Split PDF files in multiples files every 2 pages in R

1.2k Views Asked by At

I have a PDF document with 300 pages. I need to split this file in 150 files containing each one 2 pages. For example, the 1st document would contain pages 1 & 2 of the original file, the 2nd document, the pages 3 & 4 and so on.

Maybe I can use the "pdftools" package, but I don't know how.
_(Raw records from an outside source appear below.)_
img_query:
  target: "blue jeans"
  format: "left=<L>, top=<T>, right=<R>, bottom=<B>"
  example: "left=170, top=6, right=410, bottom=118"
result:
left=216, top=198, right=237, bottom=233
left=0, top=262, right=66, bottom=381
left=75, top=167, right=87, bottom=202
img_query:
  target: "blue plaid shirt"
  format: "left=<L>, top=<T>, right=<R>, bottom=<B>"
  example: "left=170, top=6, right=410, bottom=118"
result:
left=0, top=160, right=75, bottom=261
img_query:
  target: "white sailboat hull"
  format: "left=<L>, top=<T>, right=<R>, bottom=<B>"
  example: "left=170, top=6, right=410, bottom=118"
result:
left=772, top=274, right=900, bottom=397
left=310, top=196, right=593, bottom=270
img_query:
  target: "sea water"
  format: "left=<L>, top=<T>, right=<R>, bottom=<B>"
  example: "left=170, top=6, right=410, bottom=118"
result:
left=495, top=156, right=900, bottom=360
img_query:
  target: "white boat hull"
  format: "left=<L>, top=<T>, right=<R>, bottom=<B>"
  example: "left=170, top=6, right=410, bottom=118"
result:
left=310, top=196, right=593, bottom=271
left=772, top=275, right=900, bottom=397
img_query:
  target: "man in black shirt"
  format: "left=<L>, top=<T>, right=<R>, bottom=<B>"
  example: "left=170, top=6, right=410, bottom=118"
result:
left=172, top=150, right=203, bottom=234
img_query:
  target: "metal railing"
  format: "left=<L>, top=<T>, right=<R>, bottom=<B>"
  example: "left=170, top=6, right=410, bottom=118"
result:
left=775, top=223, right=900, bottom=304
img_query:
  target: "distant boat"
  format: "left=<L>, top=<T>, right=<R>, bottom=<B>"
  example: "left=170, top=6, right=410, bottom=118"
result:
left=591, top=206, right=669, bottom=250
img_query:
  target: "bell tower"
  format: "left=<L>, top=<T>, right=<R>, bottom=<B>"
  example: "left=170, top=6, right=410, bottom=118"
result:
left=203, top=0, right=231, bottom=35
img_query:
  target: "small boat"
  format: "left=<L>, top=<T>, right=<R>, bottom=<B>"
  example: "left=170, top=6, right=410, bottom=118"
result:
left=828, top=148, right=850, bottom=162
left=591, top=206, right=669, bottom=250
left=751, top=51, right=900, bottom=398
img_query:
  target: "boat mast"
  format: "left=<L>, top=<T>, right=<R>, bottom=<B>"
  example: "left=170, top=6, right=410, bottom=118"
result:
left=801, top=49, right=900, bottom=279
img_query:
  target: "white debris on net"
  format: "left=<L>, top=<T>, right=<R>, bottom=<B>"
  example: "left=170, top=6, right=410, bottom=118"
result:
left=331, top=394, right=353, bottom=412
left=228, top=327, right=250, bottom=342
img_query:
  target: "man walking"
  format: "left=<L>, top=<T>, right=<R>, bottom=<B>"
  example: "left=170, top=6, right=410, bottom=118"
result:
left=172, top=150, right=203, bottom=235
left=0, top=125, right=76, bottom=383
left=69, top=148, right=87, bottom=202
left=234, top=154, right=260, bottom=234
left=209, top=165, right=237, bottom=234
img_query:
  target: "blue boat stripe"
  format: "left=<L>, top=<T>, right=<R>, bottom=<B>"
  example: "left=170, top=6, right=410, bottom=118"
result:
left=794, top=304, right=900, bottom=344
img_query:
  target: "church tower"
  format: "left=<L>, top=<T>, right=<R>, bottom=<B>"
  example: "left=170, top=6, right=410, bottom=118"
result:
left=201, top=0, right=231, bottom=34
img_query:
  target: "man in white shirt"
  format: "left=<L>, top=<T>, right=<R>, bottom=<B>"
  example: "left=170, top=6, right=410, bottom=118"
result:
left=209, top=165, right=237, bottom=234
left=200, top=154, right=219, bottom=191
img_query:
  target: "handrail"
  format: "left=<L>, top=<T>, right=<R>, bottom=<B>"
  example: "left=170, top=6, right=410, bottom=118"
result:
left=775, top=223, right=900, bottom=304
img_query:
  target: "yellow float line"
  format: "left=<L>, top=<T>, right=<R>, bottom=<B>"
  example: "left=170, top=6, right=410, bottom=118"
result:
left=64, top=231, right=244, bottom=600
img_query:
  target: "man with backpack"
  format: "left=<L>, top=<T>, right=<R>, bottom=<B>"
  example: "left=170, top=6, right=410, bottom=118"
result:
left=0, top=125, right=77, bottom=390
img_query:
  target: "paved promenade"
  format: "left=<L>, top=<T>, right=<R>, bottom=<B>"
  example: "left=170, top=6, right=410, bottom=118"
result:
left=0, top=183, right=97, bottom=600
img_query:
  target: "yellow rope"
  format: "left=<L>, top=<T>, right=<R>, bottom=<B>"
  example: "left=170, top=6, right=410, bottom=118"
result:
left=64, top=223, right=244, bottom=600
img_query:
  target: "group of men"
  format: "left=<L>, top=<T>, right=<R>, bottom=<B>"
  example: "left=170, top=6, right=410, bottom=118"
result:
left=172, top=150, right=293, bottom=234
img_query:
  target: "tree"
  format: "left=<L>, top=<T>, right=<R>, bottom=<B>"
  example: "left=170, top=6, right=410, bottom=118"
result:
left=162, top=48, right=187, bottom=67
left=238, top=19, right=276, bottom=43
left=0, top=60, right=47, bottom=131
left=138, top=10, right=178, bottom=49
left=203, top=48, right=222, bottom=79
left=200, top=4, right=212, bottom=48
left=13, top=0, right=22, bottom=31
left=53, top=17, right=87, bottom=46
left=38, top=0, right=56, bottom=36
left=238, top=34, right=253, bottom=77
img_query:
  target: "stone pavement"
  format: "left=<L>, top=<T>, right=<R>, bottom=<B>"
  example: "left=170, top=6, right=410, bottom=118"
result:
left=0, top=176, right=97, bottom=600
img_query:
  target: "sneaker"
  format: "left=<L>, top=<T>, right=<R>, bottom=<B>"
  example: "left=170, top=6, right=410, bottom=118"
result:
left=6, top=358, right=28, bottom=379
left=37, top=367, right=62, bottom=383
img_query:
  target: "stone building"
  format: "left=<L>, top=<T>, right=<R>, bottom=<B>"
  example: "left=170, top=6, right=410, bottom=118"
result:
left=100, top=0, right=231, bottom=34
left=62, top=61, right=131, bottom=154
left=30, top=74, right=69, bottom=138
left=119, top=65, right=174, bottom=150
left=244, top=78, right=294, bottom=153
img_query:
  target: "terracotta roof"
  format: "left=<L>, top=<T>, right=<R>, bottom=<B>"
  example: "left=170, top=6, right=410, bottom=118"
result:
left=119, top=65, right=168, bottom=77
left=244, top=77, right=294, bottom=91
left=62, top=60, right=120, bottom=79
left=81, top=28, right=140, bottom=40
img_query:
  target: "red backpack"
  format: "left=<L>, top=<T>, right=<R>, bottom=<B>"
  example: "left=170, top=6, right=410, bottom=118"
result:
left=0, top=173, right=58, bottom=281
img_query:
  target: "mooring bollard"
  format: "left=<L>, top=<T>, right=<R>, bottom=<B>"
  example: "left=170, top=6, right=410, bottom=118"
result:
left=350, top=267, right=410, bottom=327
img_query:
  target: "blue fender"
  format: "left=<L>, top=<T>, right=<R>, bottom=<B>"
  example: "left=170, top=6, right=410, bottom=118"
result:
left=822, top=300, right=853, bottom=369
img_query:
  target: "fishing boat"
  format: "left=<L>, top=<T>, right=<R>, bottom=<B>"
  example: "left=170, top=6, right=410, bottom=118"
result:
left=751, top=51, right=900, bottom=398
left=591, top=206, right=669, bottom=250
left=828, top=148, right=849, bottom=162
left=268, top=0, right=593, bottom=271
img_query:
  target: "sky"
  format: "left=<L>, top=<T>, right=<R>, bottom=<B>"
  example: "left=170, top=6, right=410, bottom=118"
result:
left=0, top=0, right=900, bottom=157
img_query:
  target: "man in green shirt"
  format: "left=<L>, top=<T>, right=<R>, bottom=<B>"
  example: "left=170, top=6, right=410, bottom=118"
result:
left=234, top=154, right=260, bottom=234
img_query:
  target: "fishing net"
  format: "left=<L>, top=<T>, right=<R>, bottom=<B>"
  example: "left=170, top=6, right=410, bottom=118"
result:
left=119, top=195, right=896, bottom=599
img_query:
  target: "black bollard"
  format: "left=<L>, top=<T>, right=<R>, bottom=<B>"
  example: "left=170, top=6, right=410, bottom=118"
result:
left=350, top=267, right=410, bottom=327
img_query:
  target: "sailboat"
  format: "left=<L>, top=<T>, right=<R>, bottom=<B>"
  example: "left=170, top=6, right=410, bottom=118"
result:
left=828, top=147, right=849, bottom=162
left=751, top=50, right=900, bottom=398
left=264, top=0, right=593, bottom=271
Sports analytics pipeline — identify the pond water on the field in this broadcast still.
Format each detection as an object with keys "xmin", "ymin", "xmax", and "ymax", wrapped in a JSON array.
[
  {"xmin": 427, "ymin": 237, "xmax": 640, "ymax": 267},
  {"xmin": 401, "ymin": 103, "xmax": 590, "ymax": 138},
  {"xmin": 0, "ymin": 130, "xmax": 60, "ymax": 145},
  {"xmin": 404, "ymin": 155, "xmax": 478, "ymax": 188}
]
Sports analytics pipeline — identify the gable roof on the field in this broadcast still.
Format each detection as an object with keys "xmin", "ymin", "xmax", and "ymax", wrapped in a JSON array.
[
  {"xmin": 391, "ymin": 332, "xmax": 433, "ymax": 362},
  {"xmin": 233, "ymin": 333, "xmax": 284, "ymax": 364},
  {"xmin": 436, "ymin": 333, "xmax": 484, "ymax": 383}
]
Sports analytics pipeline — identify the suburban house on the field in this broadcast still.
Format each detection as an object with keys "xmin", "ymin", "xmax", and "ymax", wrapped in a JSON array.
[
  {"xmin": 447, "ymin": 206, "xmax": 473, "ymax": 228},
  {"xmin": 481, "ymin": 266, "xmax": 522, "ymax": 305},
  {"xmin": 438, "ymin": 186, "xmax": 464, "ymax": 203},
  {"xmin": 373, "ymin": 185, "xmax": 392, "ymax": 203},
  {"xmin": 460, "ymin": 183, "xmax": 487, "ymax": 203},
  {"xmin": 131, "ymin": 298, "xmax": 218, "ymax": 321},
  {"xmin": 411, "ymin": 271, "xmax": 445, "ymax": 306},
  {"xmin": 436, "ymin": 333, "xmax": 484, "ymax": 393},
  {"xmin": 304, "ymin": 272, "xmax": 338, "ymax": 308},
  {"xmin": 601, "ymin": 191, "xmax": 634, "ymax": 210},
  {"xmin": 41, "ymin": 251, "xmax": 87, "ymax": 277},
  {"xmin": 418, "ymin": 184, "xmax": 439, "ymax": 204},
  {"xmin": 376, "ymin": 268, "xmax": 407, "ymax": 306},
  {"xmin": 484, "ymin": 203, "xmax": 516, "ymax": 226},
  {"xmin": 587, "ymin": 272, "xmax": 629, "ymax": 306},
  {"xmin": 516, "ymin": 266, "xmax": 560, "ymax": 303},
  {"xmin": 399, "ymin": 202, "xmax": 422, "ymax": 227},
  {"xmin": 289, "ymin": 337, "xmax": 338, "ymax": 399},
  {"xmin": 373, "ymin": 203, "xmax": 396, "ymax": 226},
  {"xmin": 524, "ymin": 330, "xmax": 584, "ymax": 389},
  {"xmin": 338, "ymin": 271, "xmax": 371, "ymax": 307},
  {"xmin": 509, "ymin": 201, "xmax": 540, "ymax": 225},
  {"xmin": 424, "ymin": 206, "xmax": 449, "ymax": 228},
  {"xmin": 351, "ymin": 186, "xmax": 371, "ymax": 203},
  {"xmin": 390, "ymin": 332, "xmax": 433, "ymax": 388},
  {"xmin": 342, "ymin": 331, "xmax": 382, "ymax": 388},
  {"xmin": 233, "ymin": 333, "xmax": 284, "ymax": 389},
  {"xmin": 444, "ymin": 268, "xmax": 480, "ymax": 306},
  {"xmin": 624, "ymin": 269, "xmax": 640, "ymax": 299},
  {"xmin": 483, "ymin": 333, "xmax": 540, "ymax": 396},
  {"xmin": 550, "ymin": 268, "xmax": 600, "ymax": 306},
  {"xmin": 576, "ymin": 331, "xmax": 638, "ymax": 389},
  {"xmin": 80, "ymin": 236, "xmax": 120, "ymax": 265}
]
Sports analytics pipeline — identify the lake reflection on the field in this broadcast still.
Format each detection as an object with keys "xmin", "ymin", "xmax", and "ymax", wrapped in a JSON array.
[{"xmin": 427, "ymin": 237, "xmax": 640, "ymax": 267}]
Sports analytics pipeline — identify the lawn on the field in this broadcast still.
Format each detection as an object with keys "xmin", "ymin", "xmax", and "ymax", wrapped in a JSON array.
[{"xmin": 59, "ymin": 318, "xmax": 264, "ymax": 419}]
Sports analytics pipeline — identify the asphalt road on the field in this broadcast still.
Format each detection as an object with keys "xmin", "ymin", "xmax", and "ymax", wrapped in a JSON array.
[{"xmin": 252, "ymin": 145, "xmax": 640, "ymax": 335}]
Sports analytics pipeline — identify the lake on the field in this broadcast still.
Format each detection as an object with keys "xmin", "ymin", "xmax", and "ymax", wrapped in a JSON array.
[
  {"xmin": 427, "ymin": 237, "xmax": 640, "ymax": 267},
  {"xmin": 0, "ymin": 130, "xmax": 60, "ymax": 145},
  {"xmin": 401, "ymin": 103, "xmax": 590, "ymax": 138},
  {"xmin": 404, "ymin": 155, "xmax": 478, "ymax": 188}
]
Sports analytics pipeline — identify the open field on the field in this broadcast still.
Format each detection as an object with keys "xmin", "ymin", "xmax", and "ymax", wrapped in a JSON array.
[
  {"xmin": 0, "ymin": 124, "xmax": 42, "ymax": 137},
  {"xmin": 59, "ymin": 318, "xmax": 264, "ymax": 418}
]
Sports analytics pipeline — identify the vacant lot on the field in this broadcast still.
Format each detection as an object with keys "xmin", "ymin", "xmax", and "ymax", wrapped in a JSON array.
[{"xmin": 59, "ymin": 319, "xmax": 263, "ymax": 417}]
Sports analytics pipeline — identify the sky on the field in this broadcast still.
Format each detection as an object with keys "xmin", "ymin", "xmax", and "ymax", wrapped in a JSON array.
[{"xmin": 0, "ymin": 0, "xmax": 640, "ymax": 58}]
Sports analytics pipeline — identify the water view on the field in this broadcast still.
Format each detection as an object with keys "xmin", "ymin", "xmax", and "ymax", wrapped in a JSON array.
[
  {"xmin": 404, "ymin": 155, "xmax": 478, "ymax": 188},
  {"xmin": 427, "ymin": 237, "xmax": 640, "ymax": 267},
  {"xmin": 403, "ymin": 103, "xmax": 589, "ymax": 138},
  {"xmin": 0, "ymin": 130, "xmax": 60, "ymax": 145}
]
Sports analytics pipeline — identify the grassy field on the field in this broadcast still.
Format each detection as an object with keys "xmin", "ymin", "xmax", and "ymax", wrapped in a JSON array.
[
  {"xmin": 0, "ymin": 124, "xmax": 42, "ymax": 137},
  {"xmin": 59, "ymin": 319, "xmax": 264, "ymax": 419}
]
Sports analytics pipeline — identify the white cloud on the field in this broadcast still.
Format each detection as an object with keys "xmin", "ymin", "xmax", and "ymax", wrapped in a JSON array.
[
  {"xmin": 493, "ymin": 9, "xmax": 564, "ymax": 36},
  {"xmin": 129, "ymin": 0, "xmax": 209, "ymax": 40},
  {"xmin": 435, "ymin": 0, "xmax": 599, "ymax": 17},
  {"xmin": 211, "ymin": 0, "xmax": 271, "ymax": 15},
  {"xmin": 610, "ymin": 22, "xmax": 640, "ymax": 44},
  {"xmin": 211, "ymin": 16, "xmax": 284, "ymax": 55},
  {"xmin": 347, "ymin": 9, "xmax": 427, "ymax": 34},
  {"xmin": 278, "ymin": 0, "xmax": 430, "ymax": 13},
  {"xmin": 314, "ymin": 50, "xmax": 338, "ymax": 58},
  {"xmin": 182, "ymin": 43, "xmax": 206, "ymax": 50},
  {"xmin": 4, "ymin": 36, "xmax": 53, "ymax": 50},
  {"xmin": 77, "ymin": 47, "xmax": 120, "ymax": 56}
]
There are 2 best solutions below


1) pdftools Assuming that the input PDF is in the current directory and the outputs are to go into the same directory, change the inputs below and then get the number of pages num, compute the st and en vectors of start and end page numbers and repeatedly call pdf_subset. Note that the pdf_length and pdf_subset functions come from the qpdf R package but are also made available by the pdftools R package by importing them and exporting them back out.


# inputs
infile <- "a.pdf"  # input pdf
prefix <- "out_"  # output pdf's will begin with this prefix

num <- pdf_length(infile)
st <- seq(1, num, 2)
en <- pmin(st + 1, num)

for (i in seq_along(st)) {
  outfile <- sprintf("%s%0*d.pdf", prefix, nchar(num), i)
  pdf_subset(infile, pages = st[i]:en[i], output = outfile)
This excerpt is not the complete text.